In Kane’s article, he goes to explain four reasons that he believes that “indeterministic developments in modern physics have not (p. 8) disposed of determinist threats to free will” (Kane, 2005, p. 3-4). In this essay, we will be looking at one of the four issues. The issue being looked at is that “while determinism has been in retreat in the physical sciences during the twentieth century, developments in sciences other than physics—in biology, neuroscience, psychology, psychiatry, social and behavior sciences—have been moving in the opposite direction” (Kane, 2005, p. 4). In looking at the idea of how indeterminism threatens free will, you have to think on the idea of chance rather than causation.

One of the examples used in the notes regarding free will looks at the idea of holding an apple in your hand and dropping it. Another similar example to this could be you relaxing under an apple tree and seeing an apple fall from the tree. Due to gravity, this seems plausible and definitely causation. Indeterminism looks at it as sitting under an apple tree with a 45% chance of an apple falling, a 25% chance of a banana dropping, and a 30% chance of pear falling out of the tree and floating away.

Although it seems like a silly example due to it being severely unlikely that a pear could fall out of an apple tree and float away, this example provides the idea of why indeterminism would cause an issue with free will. Hard Determinism shows how reality truly is not determined by small or even big actions and can argue the fact that free will is nonexistent because you could be expecting that apple to fall at any moment but when it doesn’t and you look up, all you see is that pear floating away in the distance. Coming back down to Earth, according to Gessell, hard determinism focuses in on the idea that the past doesn’t have a strong effect on the future.

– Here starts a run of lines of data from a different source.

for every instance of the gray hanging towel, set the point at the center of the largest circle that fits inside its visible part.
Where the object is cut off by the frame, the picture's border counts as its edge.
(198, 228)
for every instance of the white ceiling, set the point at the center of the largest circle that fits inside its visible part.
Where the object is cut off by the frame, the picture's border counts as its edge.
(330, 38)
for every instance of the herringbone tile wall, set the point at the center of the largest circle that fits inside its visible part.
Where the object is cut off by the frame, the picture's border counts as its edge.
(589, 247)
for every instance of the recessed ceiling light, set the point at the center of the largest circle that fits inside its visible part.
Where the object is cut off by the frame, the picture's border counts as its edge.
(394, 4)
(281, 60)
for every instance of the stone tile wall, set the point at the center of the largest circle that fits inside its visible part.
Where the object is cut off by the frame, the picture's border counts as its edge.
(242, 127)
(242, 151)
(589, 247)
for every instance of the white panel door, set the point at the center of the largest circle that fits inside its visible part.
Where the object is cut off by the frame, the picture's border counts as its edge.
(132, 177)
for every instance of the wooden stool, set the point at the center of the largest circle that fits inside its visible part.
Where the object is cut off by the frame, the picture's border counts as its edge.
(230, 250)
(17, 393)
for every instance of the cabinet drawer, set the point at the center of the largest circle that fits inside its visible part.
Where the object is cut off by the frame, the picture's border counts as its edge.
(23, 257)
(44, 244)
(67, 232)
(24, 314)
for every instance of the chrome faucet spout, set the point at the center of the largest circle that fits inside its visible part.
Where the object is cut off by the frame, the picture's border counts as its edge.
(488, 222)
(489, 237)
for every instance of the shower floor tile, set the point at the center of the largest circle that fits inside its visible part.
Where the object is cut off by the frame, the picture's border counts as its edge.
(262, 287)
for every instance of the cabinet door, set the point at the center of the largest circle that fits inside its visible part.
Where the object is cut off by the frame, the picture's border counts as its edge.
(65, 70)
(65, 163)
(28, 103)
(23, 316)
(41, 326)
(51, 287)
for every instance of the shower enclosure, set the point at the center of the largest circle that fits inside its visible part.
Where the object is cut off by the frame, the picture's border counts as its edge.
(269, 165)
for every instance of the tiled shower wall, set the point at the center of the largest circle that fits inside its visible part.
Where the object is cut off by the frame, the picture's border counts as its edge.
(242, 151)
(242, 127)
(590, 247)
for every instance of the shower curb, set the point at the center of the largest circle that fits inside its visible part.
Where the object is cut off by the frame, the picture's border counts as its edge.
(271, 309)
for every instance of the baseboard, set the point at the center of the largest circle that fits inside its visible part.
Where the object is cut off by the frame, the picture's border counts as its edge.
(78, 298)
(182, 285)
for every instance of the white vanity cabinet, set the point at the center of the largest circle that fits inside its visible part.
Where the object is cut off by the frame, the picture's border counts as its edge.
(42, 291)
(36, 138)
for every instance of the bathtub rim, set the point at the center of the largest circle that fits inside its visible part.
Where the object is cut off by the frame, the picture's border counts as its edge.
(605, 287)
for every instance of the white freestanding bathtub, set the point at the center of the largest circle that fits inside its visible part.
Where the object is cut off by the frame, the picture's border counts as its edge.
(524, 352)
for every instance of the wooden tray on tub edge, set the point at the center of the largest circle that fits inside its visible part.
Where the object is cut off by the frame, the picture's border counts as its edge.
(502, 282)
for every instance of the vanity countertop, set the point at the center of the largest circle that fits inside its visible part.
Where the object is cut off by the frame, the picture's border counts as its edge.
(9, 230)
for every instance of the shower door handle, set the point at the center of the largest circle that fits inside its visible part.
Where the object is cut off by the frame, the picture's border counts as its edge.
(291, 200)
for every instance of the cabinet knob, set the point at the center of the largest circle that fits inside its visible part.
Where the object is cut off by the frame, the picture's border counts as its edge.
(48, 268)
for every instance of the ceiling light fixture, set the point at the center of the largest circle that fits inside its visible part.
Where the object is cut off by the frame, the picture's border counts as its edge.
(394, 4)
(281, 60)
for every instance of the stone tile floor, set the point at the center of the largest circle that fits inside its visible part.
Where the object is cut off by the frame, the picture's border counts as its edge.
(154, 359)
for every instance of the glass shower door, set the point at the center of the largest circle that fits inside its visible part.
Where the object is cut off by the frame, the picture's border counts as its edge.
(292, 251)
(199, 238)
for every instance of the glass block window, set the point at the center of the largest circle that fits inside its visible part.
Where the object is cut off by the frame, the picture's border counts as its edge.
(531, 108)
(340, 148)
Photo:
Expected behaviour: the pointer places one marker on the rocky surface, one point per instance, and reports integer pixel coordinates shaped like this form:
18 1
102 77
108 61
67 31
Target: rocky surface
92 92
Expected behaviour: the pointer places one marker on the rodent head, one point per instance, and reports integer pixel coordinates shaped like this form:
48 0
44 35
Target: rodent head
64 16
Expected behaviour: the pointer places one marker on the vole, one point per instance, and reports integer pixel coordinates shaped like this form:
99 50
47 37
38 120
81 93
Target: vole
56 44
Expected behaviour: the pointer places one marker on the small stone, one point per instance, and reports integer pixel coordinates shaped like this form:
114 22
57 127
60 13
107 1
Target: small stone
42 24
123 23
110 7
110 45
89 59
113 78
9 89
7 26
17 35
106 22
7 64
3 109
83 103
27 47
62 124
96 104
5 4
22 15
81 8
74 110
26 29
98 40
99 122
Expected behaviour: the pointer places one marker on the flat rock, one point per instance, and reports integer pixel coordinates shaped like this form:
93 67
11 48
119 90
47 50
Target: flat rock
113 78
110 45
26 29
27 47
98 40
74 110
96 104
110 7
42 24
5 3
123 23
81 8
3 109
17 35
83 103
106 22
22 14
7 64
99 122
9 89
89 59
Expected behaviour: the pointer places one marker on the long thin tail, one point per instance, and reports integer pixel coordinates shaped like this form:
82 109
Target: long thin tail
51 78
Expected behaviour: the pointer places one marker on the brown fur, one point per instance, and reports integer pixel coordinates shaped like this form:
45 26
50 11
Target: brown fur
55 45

Gessell’s research focused around whether or not the outcome of an experiment is deterministic or indeterministic. The way that it would be deterministic would be having the same outcome every single time. The way that it would be indeterministic would be having a different outcome or the same outcome only based on chance. What he focuses in on is whether or not the outcomes are the outcomes due to the same procedures being done or whether someone messes up or changes a small bit of the procedure. Indeterminism focuses on the idea that determinism and free will do not go hand in hand and thus determinism doesn’t exist in the world of indeterminism.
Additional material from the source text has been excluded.